Once again, the Illinois contingent, including Senators Dick Durbin and Barack Obama and Representatives Rahm Emanuel and Jan Schakowsky, is shouting no. And this time, so is the U.S. Environmental Protection Agency.
Having taken a deserved beating for signing off on the BP permit, federal regulators have blocked the one gifted to U.S. Steel by the Indiana Environmental Management Department. Unless Indiana revises the permit to overcome those objections or offers a satisfactory explanation of why it wrote the permit the way it did, the EPA will reject the permit.

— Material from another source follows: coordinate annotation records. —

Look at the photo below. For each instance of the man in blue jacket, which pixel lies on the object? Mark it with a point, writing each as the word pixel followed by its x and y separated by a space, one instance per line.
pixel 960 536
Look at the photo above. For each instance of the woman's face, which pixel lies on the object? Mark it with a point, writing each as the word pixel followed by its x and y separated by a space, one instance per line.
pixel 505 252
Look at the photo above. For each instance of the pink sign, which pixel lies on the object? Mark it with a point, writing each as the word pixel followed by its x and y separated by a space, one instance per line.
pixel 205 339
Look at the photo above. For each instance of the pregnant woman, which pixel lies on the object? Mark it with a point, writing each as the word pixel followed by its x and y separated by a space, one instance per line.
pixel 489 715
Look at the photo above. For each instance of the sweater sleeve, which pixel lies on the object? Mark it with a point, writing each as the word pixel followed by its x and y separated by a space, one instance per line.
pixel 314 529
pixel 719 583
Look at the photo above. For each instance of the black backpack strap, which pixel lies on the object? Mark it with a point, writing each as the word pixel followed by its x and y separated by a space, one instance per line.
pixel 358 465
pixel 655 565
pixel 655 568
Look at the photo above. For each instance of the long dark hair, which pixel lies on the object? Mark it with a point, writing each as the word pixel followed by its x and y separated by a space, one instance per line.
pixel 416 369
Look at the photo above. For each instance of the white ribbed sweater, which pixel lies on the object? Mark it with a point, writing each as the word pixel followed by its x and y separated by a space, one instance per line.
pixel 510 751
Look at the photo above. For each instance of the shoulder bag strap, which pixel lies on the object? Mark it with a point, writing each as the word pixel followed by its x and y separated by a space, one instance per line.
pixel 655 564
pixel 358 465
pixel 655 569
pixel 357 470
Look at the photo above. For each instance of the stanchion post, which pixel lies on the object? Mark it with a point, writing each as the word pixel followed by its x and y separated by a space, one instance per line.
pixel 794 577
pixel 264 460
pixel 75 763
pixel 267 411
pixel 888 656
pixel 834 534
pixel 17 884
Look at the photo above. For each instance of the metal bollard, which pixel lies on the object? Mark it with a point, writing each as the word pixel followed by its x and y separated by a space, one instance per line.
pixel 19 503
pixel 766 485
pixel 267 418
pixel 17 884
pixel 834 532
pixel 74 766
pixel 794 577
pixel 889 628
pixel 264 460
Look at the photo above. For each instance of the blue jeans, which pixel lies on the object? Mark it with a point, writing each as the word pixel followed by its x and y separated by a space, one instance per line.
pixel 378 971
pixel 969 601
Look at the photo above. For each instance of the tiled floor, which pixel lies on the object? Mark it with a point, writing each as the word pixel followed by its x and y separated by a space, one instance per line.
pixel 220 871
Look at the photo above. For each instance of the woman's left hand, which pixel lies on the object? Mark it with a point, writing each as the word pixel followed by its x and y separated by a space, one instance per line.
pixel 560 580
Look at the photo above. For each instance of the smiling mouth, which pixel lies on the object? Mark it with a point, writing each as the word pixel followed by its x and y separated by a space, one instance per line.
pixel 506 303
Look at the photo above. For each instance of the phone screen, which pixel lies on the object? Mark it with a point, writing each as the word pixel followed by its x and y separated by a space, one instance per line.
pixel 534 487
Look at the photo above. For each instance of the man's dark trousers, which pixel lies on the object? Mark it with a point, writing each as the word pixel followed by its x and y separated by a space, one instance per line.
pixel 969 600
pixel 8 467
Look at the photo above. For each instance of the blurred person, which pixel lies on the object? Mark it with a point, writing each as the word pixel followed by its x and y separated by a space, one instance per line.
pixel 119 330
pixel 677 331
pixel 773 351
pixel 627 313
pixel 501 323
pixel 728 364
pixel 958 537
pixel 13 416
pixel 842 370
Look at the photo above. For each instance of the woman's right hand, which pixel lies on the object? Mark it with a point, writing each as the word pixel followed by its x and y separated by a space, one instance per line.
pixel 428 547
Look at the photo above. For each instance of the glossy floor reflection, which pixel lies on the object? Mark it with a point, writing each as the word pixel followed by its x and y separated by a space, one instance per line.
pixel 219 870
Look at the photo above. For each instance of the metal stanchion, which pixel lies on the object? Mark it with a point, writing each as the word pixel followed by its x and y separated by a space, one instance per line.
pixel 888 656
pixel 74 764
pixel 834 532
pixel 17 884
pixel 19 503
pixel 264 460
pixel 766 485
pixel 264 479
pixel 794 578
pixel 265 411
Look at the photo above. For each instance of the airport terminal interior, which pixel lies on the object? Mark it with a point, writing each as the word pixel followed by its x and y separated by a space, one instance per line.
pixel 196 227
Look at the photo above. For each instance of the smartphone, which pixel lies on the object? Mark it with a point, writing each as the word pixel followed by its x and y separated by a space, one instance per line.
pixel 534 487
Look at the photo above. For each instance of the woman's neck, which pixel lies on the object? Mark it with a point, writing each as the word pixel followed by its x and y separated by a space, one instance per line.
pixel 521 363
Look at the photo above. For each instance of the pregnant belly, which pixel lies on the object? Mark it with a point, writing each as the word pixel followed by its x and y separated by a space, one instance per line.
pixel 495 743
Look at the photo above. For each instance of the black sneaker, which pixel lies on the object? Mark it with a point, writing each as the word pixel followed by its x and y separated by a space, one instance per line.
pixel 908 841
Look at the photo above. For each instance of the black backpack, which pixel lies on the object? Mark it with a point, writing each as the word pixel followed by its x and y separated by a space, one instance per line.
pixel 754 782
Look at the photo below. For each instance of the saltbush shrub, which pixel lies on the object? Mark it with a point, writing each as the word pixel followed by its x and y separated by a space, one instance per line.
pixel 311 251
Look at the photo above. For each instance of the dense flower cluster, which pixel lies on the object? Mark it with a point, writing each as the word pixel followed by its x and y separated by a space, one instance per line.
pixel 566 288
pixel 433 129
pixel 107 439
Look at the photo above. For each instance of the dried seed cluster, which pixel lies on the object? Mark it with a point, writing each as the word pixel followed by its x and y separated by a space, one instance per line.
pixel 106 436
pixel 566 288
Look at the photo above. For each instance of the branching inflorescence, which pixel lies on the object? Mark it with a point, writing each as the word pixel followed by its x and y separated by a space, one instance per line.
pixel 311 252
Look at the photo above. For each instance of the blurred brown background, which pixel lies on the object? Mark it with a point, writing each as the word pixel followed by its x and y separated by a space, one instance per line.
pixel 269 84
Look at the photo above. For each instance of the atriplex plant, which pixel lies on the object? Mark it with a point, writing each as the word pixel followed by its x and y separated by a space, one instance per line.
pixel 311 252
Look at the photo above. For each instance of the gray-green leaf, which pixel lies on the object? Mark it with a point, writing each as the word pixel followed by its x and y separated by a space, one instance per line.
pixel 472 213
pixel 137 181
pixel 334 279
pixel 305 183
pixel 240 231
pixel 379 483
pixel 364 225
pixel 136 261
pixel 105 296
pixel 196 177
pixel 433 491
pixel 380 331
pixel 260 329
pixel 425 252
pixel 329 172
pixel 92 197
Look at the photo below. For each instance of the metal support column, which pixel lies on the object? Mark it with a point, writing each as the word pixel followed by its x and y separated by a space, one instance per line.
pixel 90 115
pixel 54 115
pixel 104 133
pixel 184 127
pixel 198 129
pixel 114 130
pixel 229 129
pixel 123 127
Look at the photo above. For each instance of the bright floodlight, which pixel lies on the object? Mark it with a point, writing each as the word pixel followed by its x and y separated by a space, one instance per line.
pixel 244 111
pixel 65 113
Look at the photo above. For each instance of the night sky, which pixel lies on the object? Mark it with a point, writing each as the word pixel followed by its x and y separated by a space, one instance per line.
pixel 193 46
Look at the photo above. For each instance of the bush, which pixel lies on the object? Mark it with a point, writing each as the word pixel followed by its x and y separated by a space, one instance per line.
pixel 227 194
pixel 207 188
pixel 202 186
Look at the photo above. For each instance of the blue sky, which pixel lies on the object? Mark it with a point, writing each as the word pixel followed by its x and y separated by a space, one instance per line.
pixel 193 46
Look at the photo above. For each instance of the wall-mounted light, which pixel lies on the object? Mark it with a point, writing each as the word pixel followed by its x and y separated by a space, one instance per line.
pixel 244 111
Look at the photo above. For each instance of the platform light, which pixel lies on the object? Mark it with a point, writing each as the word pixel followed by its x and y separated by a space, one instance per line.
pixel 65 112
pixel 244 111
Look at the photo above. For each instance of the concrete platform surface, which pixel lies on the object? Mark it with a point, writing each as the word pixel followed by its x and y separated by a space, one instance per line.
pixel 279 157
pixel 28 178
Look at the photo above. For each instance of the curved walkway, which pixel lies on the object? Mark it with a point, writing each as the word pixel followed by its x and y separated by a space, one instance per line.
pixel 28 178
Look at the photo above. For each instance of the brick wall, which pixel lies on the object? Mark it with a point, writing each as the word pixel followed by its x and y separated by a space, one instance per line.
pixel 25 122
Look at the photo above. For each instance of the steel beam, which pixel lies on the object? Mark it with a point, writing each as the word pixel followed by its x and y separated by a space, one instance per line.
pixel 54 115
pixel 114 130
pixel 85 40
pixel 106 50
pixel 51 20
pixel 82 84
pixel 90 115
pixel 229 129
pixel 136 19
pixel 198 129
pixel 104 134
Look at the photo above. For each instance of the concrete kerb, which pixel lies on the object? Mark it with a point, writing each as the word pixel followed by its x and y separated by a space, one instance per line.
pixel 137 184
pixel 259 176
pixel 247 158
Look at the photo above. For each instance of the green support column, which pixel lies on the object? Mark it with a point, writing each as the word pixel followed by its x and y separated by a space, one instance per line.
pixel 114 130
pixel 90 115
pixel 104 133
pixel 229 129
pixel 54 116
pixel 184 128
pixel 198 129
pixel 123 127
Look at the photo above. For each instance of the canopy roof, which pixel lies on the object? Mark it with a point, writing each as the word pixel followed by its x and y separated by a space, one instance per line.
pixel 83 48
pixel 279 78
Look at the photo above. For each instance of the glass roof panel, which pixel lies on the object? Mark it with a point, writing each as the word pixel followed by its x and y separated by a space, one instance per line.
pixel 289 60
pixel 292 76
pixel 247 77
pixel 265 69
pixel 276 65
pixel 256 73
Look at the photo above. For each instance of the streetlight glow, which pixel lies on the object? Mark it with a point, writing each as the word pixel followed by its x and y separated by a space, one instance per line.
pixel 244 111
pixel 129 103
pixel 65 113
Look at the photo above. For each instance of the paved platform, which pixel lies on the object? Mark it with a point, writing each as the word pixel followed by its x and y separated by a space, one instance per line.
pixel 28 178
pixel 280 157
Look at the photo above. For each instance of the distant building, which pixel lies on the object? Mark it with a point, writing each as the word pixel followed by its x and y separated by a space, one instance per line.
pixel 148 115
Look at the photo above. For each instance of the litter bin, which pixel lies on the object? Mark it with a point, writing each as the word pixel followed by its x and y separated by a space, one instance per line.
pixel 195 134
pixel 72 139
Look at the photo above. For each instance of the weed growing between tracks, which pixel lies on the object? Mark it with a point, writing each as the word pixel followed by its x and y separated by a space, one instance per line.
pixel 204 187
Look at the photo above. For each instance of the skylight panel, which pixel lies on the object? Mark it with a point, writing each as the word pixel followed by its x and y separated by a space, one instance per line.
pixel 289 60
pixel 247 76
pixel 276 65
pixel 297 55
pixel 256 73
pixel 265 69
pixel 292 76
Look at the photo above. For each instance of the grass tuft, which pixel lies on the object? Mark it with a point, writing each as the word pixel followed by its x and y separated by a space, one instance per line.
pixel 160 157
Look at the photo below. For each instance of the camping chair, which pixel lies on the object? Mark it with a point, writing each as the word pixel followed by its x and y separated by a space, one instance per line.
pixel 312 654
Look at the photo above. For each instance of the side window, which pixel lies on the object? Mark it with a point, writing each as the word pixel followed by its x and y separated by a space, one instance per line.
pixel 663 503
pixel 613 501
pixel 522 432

In its two letters of objection to the Indiana environmental agency, the EPA demanded more stringent pollution standards, greater disclosure on limits and proof that the steel giant -- whose $157 million in profits in 2006 earned it the 147th spot on the Fortune 500 -- needs as much as five years to comply with clean water standards for some chemicals. Given how elusive definitive figures on pollution levels are, these could be tricky negotiations.
By the terms of U.S. Steel's 1994 permit, the company -- the single largest source of water pollution in the Lake Michigan basin -- is allowed to release a monthly average of 29.8 pounds of chromium per month. Under the terms of the new permit, that would go up to 48.5 pounds, a 56 percent increase. Indiana claims those numbers are misleading because the discharge is now measured before it is treated, when it is more concentrated. Previously, the pollutants were measured after treatment.
If this permit was objectionable enough to be flagged by the EPA, how in the world can the federal agency deny environmental groups and other members of the public an opportunity to challenge the permit? This is a public health issue. How much pollution goes into Lake Michigan directly affects the quality of the water we put in our bodies every day.
Perhaps if Lake Michigan were the major source of drinking water for Hoosiers, we wouldn't have to keep revisiting this issue: No more polluting Lake Michigan. If Indiana's environmental agency and the EPA don't do the right thing in keeping big companies -- however much they contribute to Indiana's economy -- from poisoning this precious resource, we will only shout louder.